Heating demand for this winter should be much less than last winter. Unfortunately, recharge of soil moisture, groundwater, streams and reservoirs will probably also be less than normal.
Climatological winter begins Dec. 1. Climatological spring begins March 1.
El Niño-Southern Oscillation, or ENSO, ocean-atmosphere patterns have a major impact on Georgia’s winter and spring climate. ENSO has three modes of variation. Best known is the El Niño, which typically brings Georgia a cold and wet winter and early spring. Last winter’s and early spring’s climate was typical of an El Niño pattern with cold and wet conditions. The other two modes are La Niña and neutral.
This year the climate pattern is La Niña. With a La Niña pattern, south Georgia has a high probability of experiencing a winter and early spring with above-normal temperatures and below-normal rain.
Across north Georgia, the expected winter and early spring conditions depend on the strength of the La Niña pattern. A strong La Niña pattern increases the likelihood that north Georgia will have a warmer-than-normal and drier-than-normal winter and early spring. A weak La Niña pattern typically means that north Georgia will be wetter than normal during the winter and early spring.

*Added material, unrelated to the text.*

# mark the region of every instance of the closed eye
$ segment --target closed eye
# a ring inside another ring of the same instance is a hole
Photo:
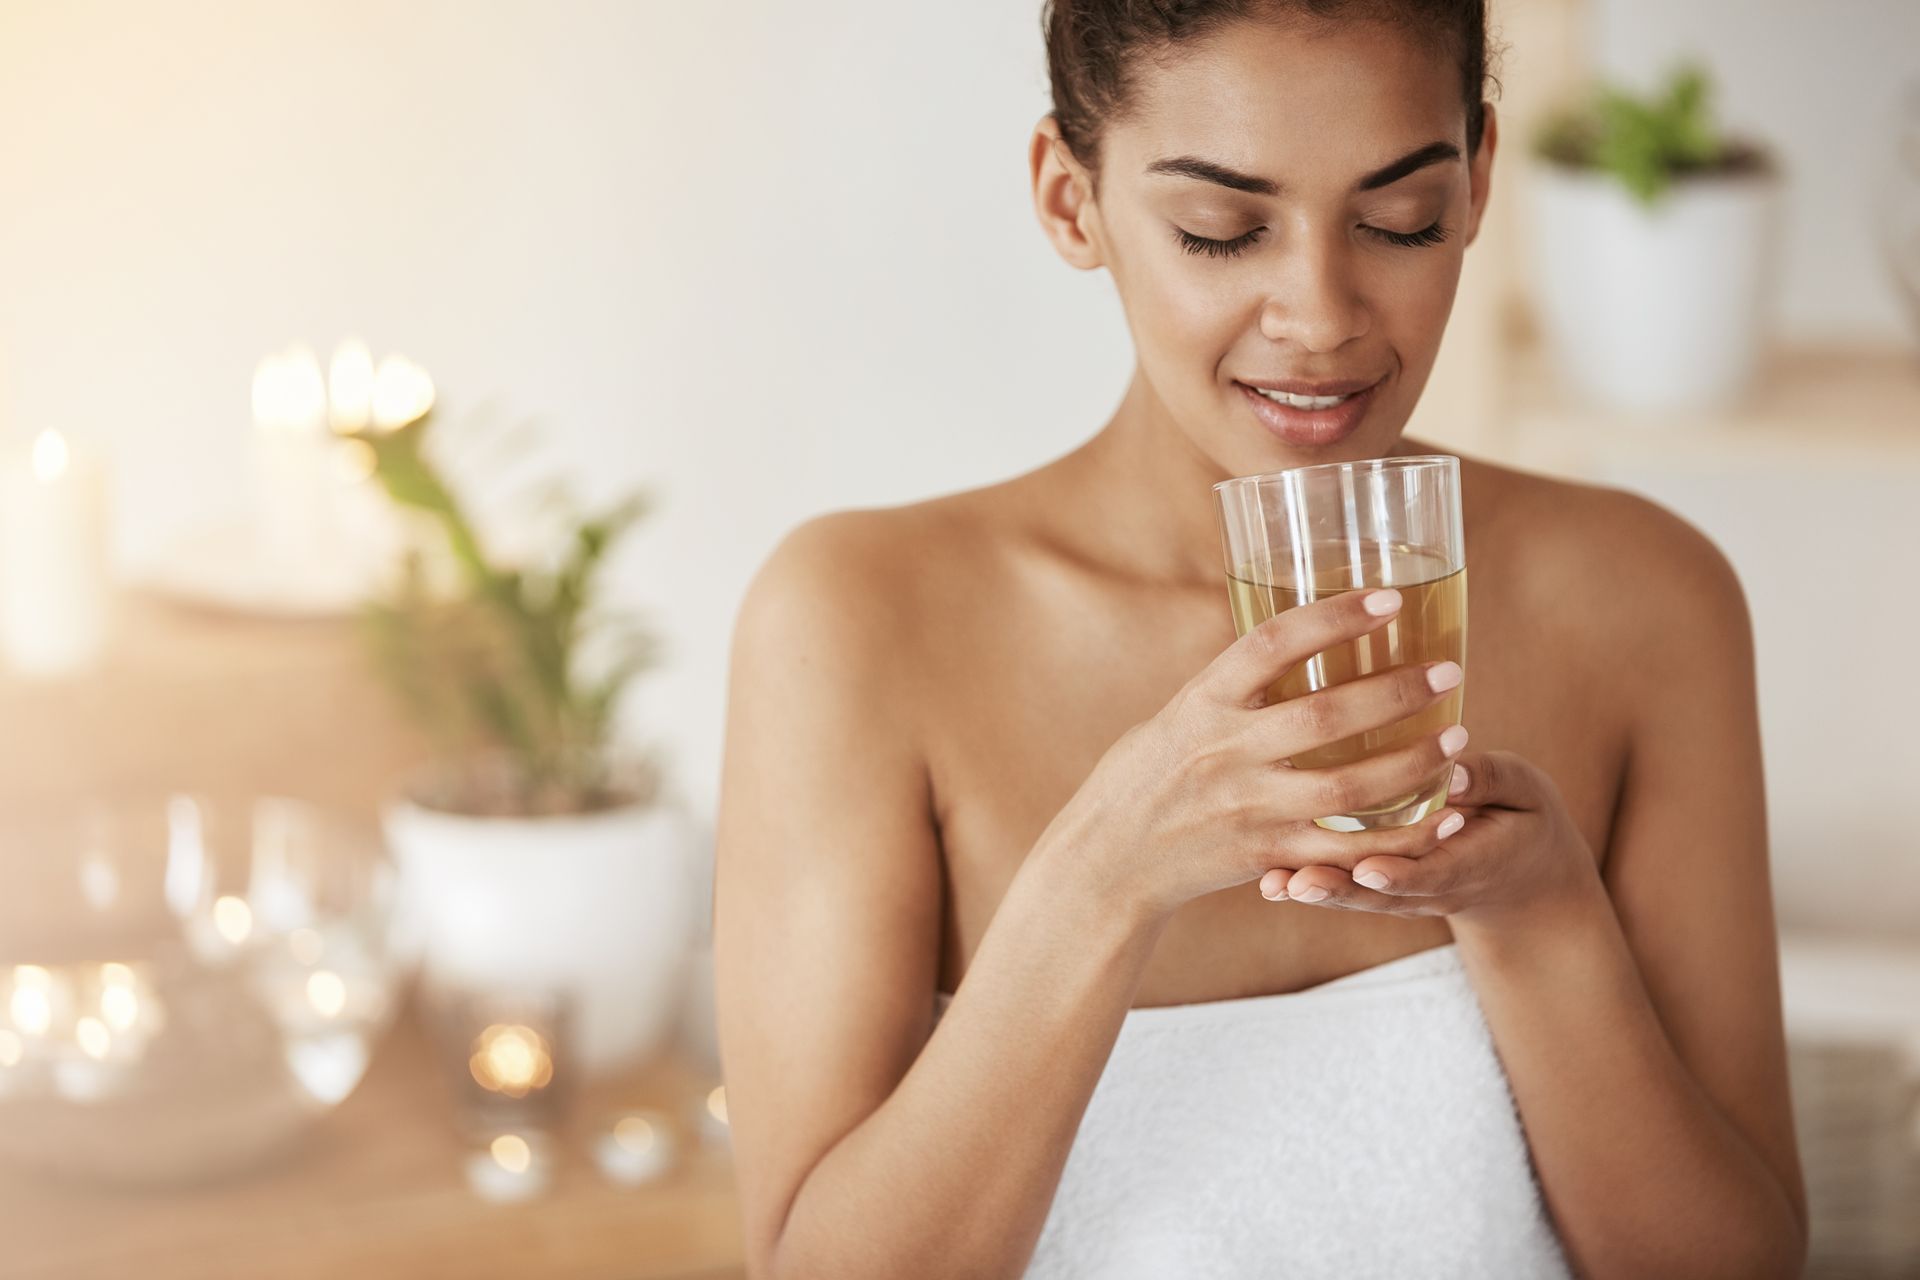
[[[1380,227],[1366,227],[1363,229],[1373,232],[1389,244],[1401,245],[1406,248],[1418,248],[1424,245],[1439,244],[1442,240],[1445,240],[1449,234],[1447,228],[1438,222],[1419,231],[1387,231]],[[1265,231],[1265,227],[1255,227],[1245,235],[1235,236],[1231,240],[1209,240],[1205,236],[1196,236],[1191,231],[1186,231],[1179,227],[1174,228],[1174,233],[1178,237],[1182,249],[1185,249],[1188,253],[1203,253],[1210,258],[1231,258],[1252,245]]]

Currently, the La Niña pattern is very strong. There is a high probability that all of Georgia will experience a warmer-than-normal and drier-than-normal winter and early spring.
Though Georgians can expect a warmer and drier cool season, it doesn’t mean there will not be periods of cold, wet weather. It is winter, and the state will have some cold, wet weather.
The winter and early spring weather outlook is based on the most likely outcome. There is still a chance the winter could average colder than normal and/or wetter than normal. However, these are relatively low probabilities.
(David Stooksbury is the state climatologist, a professor of engineering and graduate coordinator for atmospheric sciences in the University of Georgia College of Agricultural and Environmental Sciences.)